A bar is an underwater sand hill at the entrance to any river or harbour mouth, formed by silt carried down river and deposited just outside the entrance. This uneven shallow area causes waves to become steep and dramatically increase in height. This effect is made much worse with an outgoing current flowing against an on-shore wind, causing waves to break in an unpredictable pattern.
A bar with any breaking seas (white water) across the channel should not be crossed (either in or out) in an open boat.
Always ask a responsible and experienced person with local knowledge such as the local Harbour Master or Coastguard for details about the bar, such as where the channel is and how best to negoitiate the bar. The safest channel across a bar constantly changes depending on tide, weather conditions and movement of the silt that forms the bar.
VITAL ACTIONS FOR CROSSING BARS
Observe the bar for some time (at least 15 minute ).
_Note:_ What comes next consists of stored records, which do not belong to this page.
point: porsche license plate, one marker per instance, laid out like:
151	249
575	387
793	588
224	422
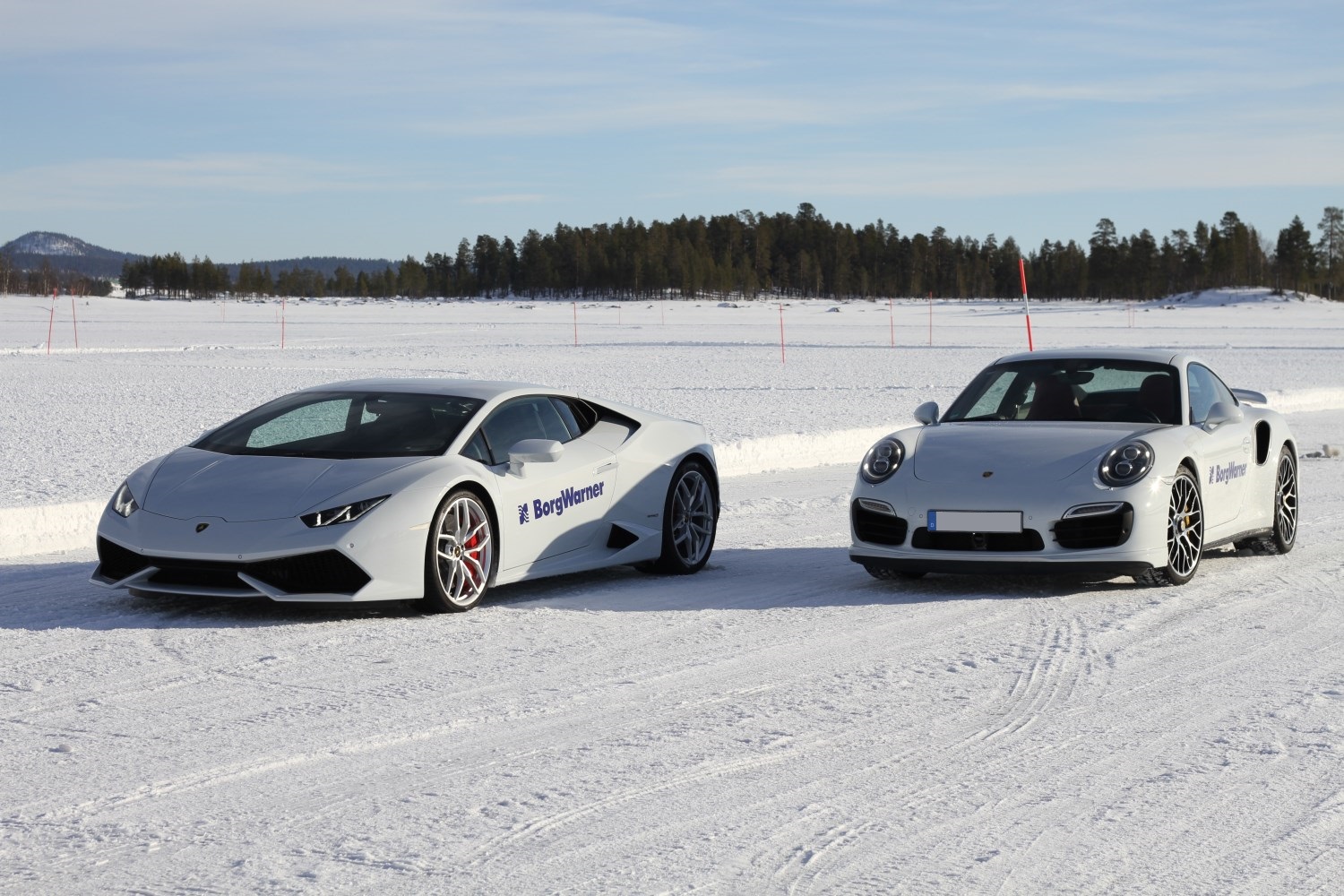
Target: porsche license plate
975	520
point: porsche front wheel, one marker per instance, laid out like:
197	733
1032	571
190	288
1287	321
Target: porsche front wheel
460	556
1185	532
690	517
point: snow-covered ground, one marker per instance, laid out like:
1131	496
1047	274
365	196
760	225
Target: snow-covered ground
777	723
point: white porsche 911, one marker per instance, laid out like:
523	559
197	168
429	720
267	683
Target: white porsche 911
1098	461
413	489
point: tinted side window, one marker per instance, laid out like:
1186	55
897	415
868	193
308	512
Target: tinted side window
1204	392
476	449
526	418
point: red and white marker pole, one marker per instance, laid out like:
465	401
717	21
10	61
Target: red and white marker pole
1021	269
51	320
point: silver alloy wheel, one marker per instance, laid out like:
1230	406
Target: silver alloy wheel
464	551
693	517
1185	527
1285	501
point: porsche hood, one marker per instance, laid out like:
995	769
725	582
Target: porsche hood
1024	452
244	487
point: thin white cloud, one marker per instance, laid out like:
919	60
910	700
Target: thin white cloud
505	199
104	183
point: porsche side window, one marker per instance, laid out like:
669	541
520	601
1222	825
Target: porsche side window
1206	390
989	403
304	422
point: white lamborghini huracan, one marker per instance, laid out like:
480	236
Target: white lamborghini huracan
413	489
1098	461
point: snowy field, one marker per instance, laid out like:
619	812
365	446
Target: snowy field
780	723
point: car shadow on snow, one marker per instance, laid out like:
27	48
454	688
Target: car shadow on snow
59	595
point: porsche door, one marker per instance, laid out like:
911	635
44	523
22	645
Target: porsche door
1226	449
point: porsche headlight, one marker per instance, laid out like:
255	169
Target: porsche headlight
882	461
1126	463
124	503
343	513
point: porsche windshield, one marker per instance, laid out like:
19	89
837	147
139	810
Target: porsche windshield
1073	389
346	425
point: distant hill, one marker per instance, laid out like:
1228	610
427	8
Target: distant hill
65	254
72	254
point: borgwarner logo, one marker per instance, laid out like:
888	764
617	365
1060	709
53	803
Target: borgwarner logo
1226	471
556	505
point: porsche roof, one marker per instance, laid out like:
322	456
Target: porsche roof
1155	355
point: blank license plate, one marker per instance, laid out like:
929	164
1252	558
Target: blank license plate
975	520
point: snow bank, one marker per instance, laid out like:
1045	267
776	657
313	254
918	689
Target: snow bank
47	528
796	450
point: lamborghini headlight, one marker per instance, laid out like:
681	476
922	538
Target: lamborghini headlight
1126	463
343	513
882	461
124	503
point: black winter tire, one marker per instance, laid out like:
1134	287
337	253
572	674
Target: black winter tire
1185	533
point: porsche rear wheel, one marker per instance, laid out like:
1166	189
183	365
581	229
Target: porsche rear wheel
460	556
690	519
1284	535
1185	533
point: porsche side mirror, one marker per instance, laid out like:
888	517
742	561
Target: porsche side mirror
534	452
1222	413
927	413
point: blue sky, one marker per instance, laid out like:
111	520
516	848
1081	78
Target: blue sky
252	131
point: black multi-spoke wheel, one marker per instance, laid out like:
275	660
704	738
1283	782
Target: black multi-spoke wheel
690	519
1281	538
1185	533
460	557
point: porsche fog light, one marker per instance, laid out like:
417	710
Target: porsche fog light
1126	463
882	461
343	513
124	503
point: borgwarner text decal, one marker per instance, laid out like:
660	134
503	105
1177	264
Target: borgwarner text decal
1226	471
556	505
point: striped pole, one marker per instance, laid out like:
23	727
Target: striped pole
1021	269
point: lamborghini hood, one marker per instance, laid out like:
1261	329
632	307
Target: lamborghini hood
1012	450
244	487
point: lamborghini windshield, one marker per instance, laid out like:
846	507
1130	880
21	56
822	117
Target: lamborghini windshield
346	425
1074	389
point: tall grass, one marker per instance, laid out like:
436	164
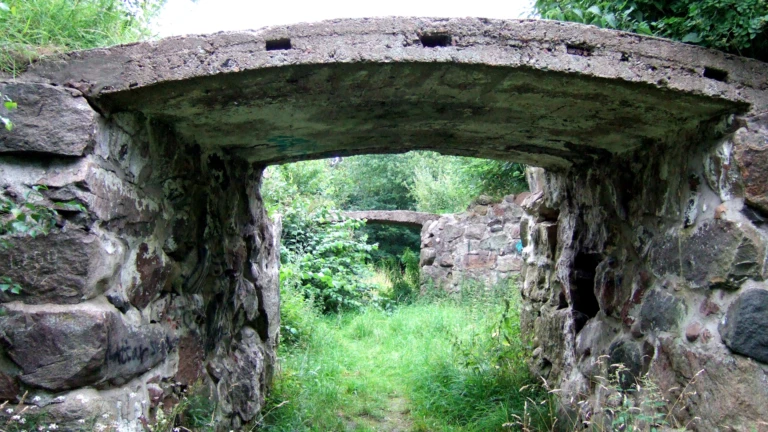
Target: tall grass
442	364
31	28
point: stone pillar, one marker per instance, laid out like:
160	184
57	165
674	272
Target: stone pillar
656	260
161	271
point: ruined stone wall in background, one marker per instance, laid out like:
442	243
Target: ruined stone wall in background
167	274
656	260
480	245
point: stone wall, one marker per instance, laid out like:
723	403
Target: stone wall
164	274
656	260
479	245
645	243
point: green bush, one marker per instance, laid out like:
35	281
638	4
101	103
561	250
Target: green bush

Do not attempt to cross the bar if your vessel cannot cope with the largest wave you have seen. If there is any white water across the channel do not attempt to cross the bar.
Get an up-to-date weather forecast. Do not go out over a bar if the weather is forecast to get worse. It may become unsafe to return!. Beware of a ‘Sea Breeze’ (an on-shore wind in the afternoon) that may pick up suddenly, making conditions on the bar dangerous.
– Get experienced local knowledge and advice.
– Communicate with a responsible person by VHF radio immediately before and after crossing
– Cross at slack water (high tide or just before)
– Everyone must wear a life jacket, securely fastened.
-Close any hatches, keep weights low and all gear stowed securely.
– Going out – cross quickly but safely.
– Coming in – keep boat speed the same as the wave speed, and stay on the back of a wave keeping a sharp look-out astern.
– Avoid turning back once committed to an approach. You could get caught side-on.
Don’t gamble with your life, or the lives of others. If it looks dangerous to cross, wait for the conditions to change. Do your boating within the river, or if you are already out at sea, find a safe harbour or anchorage and wait for conditions to improve.